Scrape n8n community solved questions into Airtable for LLM training and interview prep

Hey guys !

I’m sharing one of my simplest workflows I literally just finished few hours ago, but this one is actually very specific and useful for a niche use case.

If someone is applying for a support job at n8n or just want to deeply understand how the community solves real problems and growing knowledge base of real Q&As, this workflow is literally their secret weapon.

It scrapes the latest solved questions from the n8n community forum, grabs the accepted answers, and dumps everything clean into Airtable. Sould be ran once a month and let new solved topics accumulate before next run.

The actual WF fetches up to 900 items per run with the question, accepted answer as final solution, and more fields …
Manual trigger for now since once a month is more than enough.

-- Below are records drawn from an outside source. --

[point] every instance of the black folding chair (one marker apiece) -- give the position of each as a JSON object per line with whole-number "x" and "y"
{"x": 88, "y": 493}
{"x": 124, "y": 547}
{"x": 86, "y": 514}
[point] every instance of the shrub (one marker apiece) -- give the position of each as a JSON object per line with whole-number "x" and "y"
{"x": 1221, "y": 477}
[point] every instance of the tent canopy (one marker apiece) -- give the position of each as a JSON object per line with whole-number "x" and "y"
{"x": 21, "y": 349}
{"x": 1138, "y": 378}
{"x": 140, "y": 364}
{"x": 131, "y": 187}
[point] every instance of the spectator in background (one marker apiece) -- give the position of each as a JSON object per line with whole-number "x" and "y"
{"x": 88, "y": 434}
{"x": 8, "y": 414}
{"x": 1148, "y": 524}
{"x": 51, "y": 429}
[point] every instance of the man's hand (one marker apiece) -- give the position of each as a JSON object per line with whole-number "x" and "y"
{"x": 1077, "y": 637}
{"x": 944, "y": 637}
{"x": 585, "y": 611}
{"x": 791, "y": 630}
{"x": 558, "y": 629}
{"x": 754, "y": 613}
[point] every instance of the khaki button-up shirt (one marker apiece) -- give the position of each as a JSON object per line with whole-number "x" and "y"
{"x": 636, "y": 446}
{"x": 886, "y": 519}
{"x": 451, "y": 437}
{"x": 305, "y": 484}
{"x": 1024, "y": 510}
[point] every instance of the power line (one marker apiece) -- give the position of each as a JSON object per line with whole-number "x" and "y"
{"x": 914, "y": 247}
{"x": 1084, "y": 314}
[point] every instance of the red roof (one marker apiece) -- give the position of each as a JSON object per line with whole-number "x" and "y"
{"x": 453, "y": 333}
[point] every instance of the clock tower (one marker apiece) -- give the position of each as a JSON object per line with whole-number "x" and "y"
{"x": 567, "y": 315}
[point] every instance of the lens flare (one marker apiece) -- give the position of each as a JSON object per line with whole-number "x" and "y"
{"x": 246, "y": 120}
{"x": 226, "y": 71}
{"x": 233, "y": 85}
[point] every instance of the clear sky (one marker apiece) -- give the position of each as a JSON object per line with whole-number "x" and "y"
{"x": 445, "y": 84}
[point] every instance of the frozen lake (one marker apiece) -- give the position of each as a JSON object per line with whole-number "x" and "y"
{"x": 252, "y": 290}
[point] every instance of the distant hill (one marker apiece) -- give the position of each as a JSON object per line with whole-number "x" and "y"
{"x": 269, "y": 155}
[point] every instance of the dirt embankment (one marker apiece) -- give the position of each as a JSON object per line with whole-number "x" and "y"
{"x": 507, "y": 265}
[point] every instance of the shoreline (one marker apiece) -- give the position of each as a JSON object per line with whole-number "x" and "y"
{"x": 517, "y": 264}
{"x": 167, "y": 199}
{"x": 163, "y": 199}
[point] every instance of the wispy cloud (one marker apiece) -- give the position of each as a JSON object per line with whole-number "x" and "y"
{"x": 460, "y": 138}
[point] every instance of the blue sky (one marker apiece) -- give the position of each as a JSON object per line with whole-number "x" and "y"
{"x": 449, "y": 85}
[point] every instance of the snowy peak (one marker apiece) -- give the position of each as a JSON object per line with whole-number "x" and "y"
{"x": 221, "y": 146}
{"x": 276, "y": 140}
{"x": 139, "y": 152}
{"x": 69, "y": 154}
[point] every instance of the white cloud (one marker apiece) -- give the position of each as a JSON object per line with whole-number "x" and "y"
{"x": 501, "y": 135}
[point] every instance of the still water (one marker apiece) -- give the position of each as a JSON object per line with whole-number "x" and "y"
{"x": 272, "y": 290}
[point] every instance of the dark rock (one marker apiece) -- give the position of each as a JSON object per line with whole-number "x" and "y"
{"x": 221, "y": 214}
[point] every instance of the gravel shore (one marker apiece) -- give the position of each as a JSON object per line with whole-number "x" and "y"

So to use it you’ll need and Airtable base with Topic ID, Title, Question, Answer, Topic URL, Views, Reply Count, Solved Date and Imported At fields.

You can then feed that data into your favorite LLM and ask it to generate a full training guide for an n8n support interview or use it for analysis. Or just flex on people in the forum by knowing everything :laughing:

Here is a sneak peek at the issue category breakdown it built on its own.

image

Hope it helps someone !

Community_solved_questions_clean.json (13.7 KB)

3 Likes

@houda_ben Nice! This is rlly cool!

while I’m here @bartv is scraping allowed? Ik u said something about it back when i was doing ai detection tracking but i dont remember

1 Like

This is a really clever use of the Discourse API — the n8n community has a ton of solved questions that are genuinely valuable for training and interview prep.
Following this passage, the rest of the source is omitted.